Pengaruh Penambahan Beberapa Konsentrasi Gula terhadap Stabilitas Warna Ekstrak Antosianin Buah Rukem (Flacourtia rukam Zoll. & Mor.)

DOI: https://doi.org/10.17728/jatp.2581
Creative Commons License
This work is licensed under a Creative Commons Attribution-NonCommercial 4.0 International License.

Article Metrics: (Click on the Metric tab below to see the detail)

Article Info
Submitted: 27-04-2018
Published: 11-01-2019
Section: Artikel Penelitian (Research Article)
Fulltext PDF Tell your colleagues Email the author

Penelitian ini bertujuan untuk menentukan pengaruh penambahan gula dengan konsentrasi yang bervariasi terhadap stabilitas warna ekstrak antosianin buah rukem yang terpapar cahaya lampu fluoresens berdasarkan kinetika degradasi warnanya dan menentukan konsentrasi gula yang optimal untuk meningkatkan stabilitas warna ekstrak antosianin buah rukem.

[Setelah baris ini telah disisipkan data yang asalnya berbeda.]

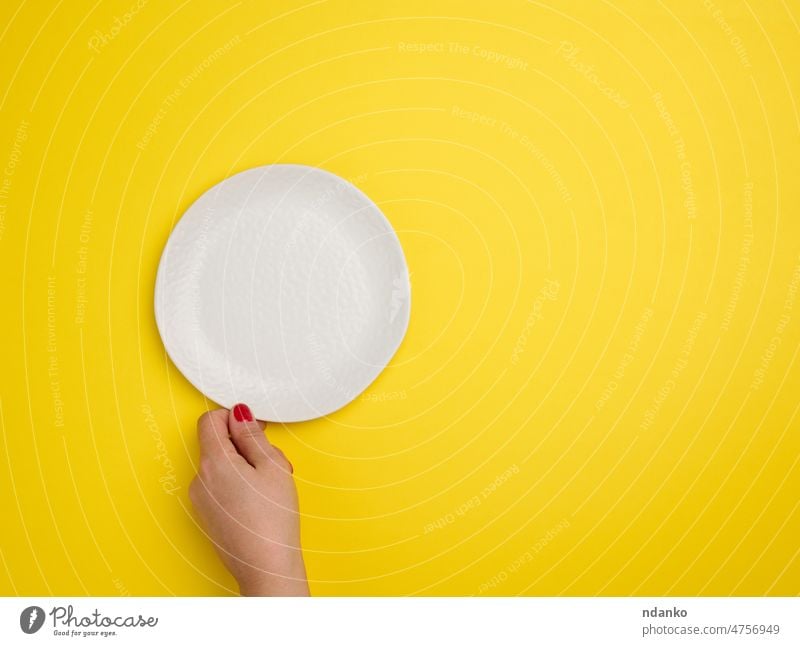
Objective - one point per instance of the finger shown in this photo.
(248, 436)
(212, 433)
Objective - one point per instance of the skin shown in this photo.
(246, 498)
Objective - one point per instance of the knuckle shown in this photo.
(206, 467)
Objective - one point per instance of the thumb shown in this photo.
(247, 435)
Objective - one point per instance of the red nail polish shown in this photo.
(241, 413)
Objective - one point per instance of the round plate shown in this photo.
(283, 287)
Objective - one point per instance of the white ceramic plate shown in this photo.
(283, 287)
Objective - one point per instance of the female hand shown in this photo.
(245, 496)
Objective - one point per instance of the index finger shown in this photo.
(212, 433)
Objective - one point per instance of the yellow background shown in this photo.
(598, 202)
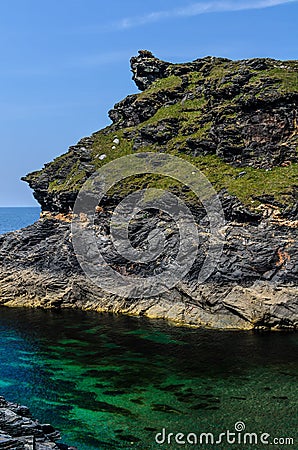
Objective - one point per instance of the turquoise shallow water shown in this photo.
(114, 382)
(14, 218)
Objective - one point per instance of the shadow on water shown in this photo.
(113, 382)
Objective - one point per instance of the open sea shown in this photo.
(14, 218)
(112, 382)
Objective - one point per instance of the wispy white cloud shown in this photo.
(196, 9)
(80, 62)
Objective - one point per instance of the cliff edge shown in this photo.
(236, 121)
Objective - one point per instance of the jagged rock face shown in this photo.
(237, 122)
(243, 112)
(254, 284)
(19, 431)
(146, 69)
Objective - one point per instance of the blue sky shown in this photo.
(64, 63)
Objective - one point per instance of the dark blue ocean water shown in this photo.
(14, 218)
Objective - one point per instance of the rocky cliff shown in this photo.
(19, 431)
(236, 121)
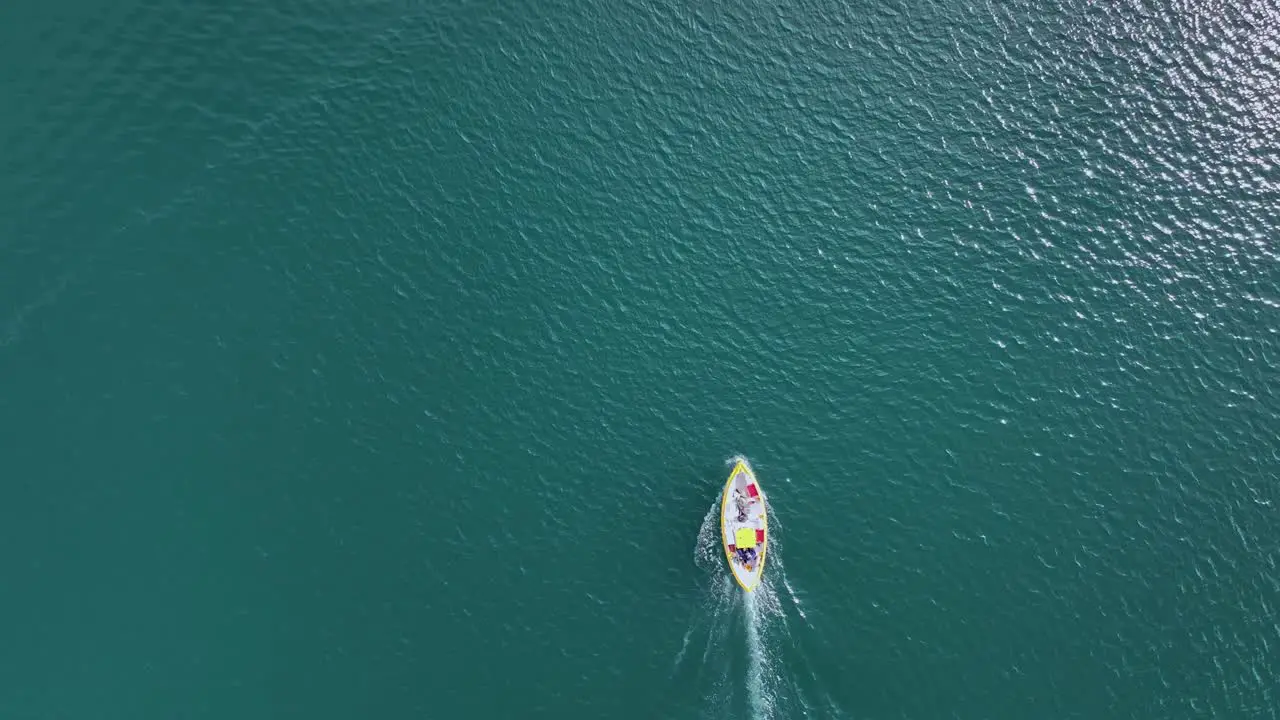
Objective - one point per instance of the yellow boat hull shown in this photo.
(744, 527)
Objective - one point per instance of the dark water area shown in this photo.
(383, 359)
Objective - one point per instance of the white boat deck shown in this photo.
(741, 509)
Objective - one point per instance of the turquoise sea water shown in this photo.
(384, 359)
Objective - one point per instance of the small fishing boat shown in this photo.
(744, 525)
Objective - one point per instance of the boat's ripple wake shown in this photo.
(725, 618)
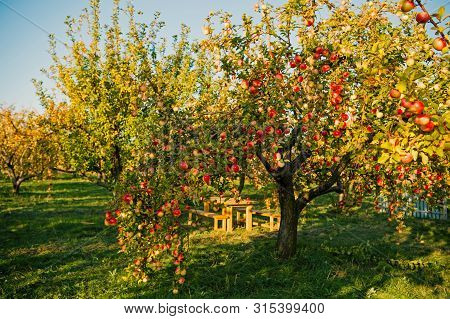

Variasi konsentrasi gula yang digunakan adalah 20, 40, dan 60% (b/v). Uji stabilitas warna dilakukan terhadap ekstrak antosianin buah rukem yang disinari selama 10 jam dengan intensitas cahaya 3580, 4655 lux, dan 8544 lux. Metode yang digunakan yaitu pemodelan kinetika degradasi, dimana nilai konstanta laju degradasi (k) dan nilai waktu paruh (t1/2) dihitung berdasarkan orde reaksi yang sesuai. Degradasi antosianin mengikuti orde reaksi 0. Hasil penelitian menunjukkan bahwa penambahan gula 20% mampu meningkatkan stabilitas warna ekstrak antosianin buah rukem dibandingkan dengan kontrol (tanpa penambahan gula), terlihat dari meningkatnya waktu paruh dari 54,82 jam menjadi 61,35 jam. Namun, pada penambahan gula 40 dan 60% dapat menurunkan stabilitas warnanya dengan menurunnya waktu paruh dari 42,52 jam menjadi 31,66 jam pada intensitas 3580 lux. Kecenderungan kenaikan dan penurunan waktu paruh yang sama juga terjadi pada intensitas cahaya 4655 lux dan 8544 lux. Kesimpulannya, penambahan gula mempengaruhi stabilitas warna ekstrak antosianin buah rukem yaitu dapat meningkatkan dan menurunkan stabilitasnya.

Effect of Various Concentration Sugar Addition on the Color Stability of Rukem Fruit Anthocyanin Extract (Flacourtia rukam Zoll. & Mor.)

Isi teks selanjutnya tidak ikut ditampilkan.